Reflections from Rabbi Laura Janner-Klausner on Yom HaShoah, the Jewish Holocaust Memorial Day.
On my desk in my office there is a small bag which contains a rock – an orange piece of brick which comes from the Great Synagogue of Plungyan. This piece of brick is from the synagogue from my great grandparent’s home in Lithuania that was occupied by the Germans on June 25th, 1941. The Jews of thisshtetl were rounded up and locked in the Great Synagogue. For a period of two weeks they were not given anything to eat or drink. Those who died were not taken out of the synagogue. The doors and windows remained shut. If people tried to escape, they were shot.
The courtyard outside of the synagogue was enclosed by a fence. A hole was dug and the siddurim (prayer books) and sifrei Torah (Torah scrolls) were thrown in it and then set on fire. A well known photographer of Plungyan, named Berkowitz, was forced to stir the embers with a stick to make the fire burn quicker.
On 15th of July 1941, the Jews were driven out of the synagogue and taken to mass graves and shot, one group after the other.
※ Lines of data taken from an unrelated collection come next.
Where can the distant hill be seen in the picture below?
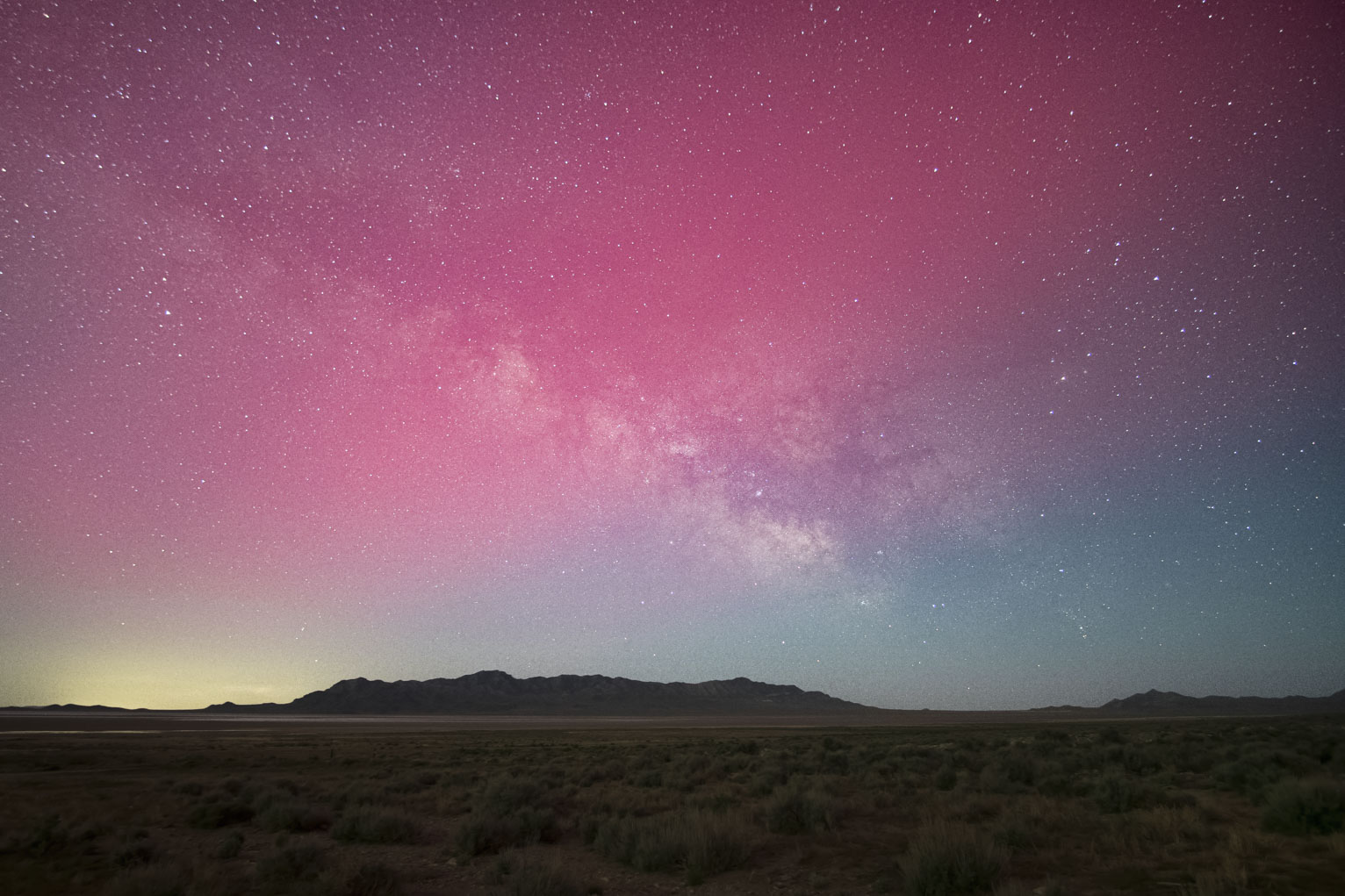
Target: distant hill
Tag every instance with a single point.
(500, 693)
(1165, 703)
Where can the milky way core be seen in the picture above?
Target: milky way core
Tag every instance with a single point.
(983, 355)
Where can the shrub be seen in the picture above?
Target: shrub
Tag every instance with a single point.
(277, 872)
(230, 845)
(698, 842)
(373, 827)
(169, 880)
(798, 812)
(1115, 792)
(373, 878)
(219, 814)
(293, 818)
(946, 860)
(1304, 807)
(493, 832)
(538, 878)
(947, 778)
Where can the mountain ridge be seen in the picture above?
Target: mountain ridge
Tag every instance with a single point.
(494, 692)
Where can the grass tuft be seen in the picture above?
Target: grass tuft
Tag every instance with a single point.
(948, 860)
(1305, 807)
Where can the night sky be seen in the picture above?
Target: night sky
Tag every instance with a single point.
(981, 357)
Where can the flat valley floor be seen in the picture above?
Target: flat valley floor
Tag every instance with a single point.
(566, 806)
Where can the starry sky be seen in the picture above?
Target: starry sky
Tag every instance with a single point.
(967, 355)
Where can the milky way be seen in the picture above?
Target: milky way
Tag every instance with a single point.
(976, 357)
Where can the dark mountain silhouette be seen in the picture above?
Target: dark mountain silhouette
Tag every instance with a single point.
(1165, 703)
(500, 693)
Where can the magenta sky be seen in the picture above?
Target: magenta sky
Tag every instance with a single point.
(976, 357)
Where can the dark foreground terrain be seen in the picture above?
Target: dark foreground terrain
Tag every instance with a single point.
(1178, 806)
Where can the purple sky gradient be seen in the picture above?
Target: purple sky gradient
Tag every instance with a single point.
(982, 357)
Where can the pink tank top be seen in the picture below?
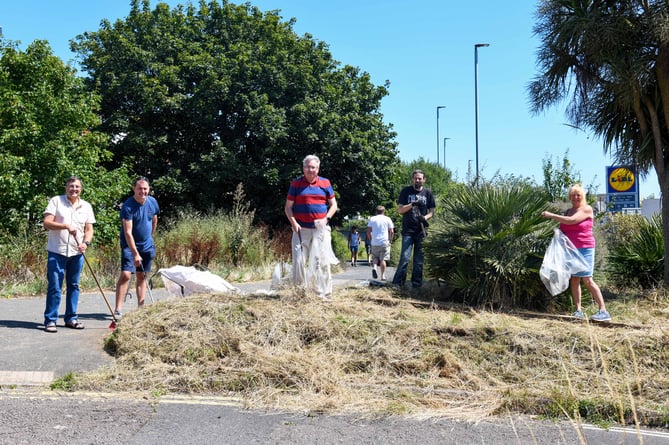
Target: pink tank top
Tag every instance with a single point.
(580, 234)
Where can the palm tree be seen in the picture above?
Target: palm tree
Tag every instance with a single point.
(610, 58)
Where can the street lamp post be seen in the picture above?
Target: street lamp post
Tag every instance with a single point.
(439, 107)
(476, 102)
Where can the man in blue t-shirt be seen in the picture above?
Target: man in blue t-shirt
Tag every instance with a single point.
(139, 218)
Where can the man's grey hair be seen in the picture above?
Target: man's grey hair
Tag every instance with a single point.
(311, 158)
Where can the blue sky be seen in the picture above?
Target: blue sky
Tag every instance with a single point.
(426, 50)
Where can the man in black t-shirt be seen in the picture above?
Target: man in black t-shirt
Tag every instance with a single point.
(416, 205)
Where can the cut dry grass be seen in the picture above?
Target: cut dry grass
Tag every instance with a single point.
(371, 352)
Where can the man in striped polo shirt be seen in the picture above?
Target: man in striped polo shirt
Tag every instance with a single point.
(310, 204)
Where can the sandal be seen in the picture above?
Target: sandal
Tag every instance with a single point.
(75, 324)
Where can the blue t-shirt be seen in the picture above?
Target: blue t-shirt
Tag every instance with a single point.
(141, 216)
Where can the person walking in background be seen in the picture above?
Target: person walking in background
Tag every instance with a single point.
(354, 245)
(416, 204)
(310, 203)
(139, 219)
(69, 220)
(576, 224)
(380, 232)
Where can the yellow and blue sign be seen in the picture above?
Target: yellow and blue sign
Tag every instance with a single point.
(621, 180)
(622, 188)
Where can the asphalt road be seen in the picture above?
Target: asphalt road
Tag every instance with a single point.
(31, 413)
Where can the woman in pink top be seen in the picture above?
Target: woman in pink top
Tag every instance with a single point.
(576, 224)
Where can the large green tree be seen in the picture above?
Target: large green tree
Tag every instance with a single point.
(46, 117)
(611, 59)
(203, 98)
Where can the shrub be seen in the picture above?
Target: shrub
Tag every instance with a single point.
(488, 244)
(637, 255)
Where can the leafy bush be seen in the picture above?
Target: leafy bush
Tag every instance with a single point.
(637, 255)
(488, 244)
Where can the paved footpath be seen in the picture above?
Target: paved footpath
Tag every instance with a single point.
(32, 413)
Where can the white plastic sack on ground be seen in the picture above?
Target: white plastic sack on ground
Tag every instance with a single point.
(185, 281)
(561, 261)
(281, 275)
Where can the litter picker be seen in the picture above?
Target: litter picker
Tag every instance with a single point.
(112, 326)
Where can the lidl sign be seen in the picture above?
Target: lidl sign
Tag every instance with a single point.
(621, 179)
(622, 188)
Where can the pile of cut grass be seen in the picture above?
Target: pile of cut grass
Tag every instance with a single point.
(371, 352)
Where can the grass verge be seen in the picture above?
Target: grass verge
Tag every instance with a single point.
(372, 352)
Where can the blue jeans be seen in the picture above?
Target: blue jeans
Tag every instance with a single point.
(57, 268)
(409, 243)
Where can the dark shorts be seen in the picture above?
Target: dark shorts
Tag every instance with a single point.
(128, 260)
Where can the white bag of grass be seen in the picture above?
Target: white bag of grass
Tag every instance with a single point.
(561, 260)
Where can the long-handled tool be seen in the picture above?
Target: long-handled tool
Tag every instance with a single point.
(147, 282)
(112, 326)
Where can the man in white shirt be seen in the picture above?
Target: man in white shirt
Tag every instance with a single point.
(380, 230)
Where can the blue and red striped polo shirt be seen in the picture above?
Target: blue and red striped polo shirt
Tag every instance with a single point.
(311, 200)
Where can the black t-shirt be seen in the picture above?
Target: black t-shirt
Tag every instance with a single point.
(423, 201)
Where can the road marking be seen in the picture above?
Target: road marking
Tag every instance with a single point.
(26, 378)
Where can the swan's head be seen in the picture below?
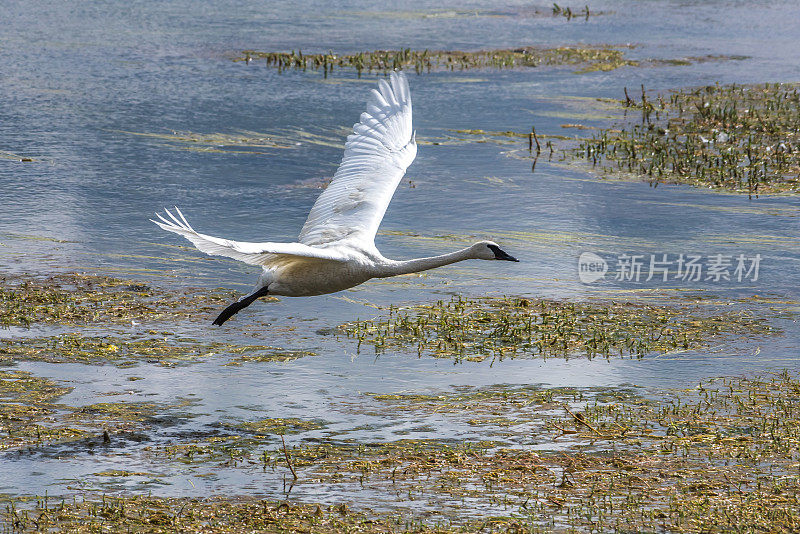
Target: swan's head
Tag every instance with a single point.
(489, 250)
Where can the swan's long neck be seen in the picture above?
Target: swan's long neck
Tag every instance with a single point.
(423, 264)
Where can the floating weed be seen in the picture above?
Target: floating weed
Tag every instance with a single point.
(588, 58)
(477, 329)
(247, 142)
(151, 346)
(718, 457)
(742, 138)
(278, 425)
(30, 418)
(161, 514)
(27, 411)
(80, 299)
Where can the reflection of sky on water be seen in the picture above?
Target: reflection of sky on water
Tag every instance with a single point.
(75, 78)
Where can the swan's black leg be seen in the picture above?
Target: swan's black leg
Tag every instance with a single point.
(240, 304)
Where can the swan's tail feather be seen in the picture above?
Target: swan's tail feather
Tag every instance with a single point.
(239, 305)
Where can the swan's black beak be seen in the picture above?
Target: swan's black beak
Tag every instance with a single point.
(501, 255)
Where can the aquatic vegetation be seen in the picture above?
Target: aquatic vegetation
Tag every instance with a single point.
(715, 457)
(80, 298)
(247, 142)
(225, 516)
(588, 58)
(277, 425)
(151, 346)
(743, 138)
(592, 58)
(26, 411)
(477, 329)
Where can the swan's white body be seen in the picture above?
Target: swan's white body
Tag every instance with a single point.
(336, 248)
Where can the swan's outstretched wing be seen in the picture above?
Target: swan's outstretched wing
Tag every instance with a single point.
(376, 156)
(252, 253)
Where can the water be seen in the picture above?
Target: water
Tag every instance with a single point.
(78, 80)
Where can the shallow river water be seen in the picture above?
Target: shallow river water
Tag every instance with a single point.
(94, 93)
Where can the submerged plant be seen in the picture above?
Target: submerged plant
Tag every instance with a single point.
(744, 138)
(476, 329)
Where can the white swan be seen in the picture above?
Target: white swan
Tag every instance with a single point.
(336, 248)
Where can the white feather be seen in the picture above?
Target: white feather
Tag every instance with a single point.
(376, 157)
(336, 248)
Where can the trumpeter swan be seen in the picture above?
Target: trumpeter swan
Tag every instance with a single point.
(336, 248)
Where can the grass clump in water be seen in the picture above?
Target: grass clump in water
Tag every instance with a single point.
(476, 329)
(743, 138)
(151, 346)
(712, 458)
(588, 58)
(162, 514)
(81, 298)
(591, 57)
(27, 411)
More than 2,200 Jews of Plungyan were murdered by the Nazis.
The synagogue was partly destroyed by the Germans and the remains were demolished by Soviet authorities between 1955 and 1957.
The tiny Jewish Museum in Plungyan now sells fragments of bricks from the destroyed synagogue.
My grandfather came to Britain aged three – had his parents not left Lithuania and Plungyan, they would have been in that synagogue.
As I look at the small orange piece of brick, I count my blessings and ache.
Zichronam livracha – may God bless the memory of those who were murdered.